職場にマニュアルを導入すると、従業員の活動が受動的になると考えられがちですが、マニュアルの作成を従業員の方に委任すると、自分の提案がマニュアル化されるため、それが動機づけとなって、かえって自主性が生まれます。


[本文]

今回も、ミシュラン一つ星レストランの、ラッセのオーナーシェフの村山太一さんのご著書、「なぜ星付きシェフの僕がサイゼリヤでバイトするのか?偏差値37のバカが見つけた必勝法」の中から、私が気づきを得たものについてご紹介したいと思います。「サイゼリヤでは、マニュアルが充実しています。マニュアルは『自分の頭で考えなくなる』と言われることも多いけれど、マニュアルは現時点で、最高の作業効率を再現するための説明書なのです。

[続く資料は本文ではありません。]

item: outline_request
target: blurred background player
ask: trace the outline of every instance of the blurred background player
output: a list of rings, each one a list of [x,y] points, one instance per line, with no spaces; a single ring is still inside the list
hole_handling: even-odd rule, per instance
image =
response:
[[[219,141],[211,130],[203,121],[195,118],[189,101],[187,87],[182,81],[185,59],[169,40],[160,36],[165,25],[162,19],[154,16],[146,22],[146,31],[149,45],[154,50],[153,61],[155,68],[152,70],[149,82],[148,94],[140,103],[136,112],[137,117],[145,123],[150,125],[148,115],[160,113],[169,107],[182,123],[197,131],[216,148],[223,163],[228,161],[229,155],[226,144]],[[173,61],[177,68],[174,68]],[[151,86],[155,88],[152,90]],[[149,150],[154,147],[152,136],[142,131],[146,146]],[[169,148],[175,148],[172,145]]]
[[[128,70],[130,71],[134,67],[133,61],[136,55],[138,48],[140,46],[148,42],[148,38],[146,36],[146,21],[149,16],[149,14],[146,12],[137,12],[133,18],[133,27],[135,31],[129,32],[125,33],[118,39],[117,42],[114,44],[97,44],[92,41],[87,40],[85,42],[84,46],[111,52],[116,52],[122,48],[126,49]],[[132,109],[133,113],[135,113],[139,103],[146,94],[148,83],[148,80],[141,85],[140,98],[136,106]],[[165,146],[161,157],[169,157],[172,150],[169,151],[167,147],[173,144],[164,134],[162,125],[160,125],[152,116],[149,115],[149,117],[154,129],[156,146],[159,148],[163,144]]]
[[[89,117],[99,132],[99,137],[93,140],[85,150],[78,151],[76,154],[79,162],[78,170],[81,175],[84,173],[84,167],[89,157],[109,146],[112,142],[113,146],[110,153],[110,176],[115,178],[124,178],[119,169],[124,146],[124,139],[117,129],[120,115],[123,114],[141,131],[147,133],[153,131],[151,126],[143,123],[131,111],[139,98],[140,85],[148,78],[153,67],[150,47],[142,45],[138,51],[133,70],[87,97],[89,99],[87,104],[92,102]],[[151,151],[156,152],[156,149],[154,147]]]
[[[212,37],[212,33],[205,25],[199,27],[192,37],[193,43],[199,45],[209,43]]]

マニュアルがあるからこそ、サービスのクオリティが安定する。何回も繰り返すから、新たな問題点を発見してアップデートすることもできるし、臨機応変に応用したり、一歩進んだことを率先してやることもできる。そんなマニュアルの絶大な効果を目の当たりにして、『ラッセルでもマニュアルをつくろう』と決めました。ただし、僕がマニュアルをつくってしまったら、意味がありません。

それは僕がスタッフに命じているのと同じことです。(中略)トップが一方的につくったマニュアルは、現場では使いづらくて、たいてい、浸透しないまま終わります。現場の人が気づいたことをマニュアルにした方が、使えるマニュアルになるのです。それに、自分の提案がマニュアルになる方がうれしい。

そこで自主性が生まれるのでしょう。行動を制限するように思えるマニュアルで、むしろ、自分の頭で考えて行動するようになり、想像以上の効果がありました。それに、新人スタッフでも、常連のお客様に対応できるようになったので、自信も生まれ、スタッフは目に見えて成長していきました」(164ページ)

村山さんは、「マニュアルは自走を助けるツール」と述べていますが、村山さんが実感した効果は、私は、マニュアルそのものの効果というよりも、権限委譲の効果だと考えています。同様の効果は、QCサークル(小集団活動)や、5S活動でも見られます。また、これも村山さんが本に書いていますが、マニュアルを作成するには、当然、労力が必要になります。

これは、QCサークルや5S活動も同様であり、直接的な事業活動以外に、活動をすることになります。でも、このような間接的な活動の効果は、その活動のための労力を補うだけでなく、それ以上の効果が得られます。ですから、直接的な事業活動以外は無駄と考えることは望ましくないと言えるでしょう。

もうひとつ付け加えると、村山さんもご指摘しているように、マニュアルを作成するといった改善活動は、「正解」を求めるということよりも、自ら考えるという習慣を身に付けることを目的と考えることが妥当でしょう。このような、「間接的」な活動であるものの、組織としての能力を高めるための活動の大切さ、効果の大きさを、村山さんの本を読んで改めて感じることができました。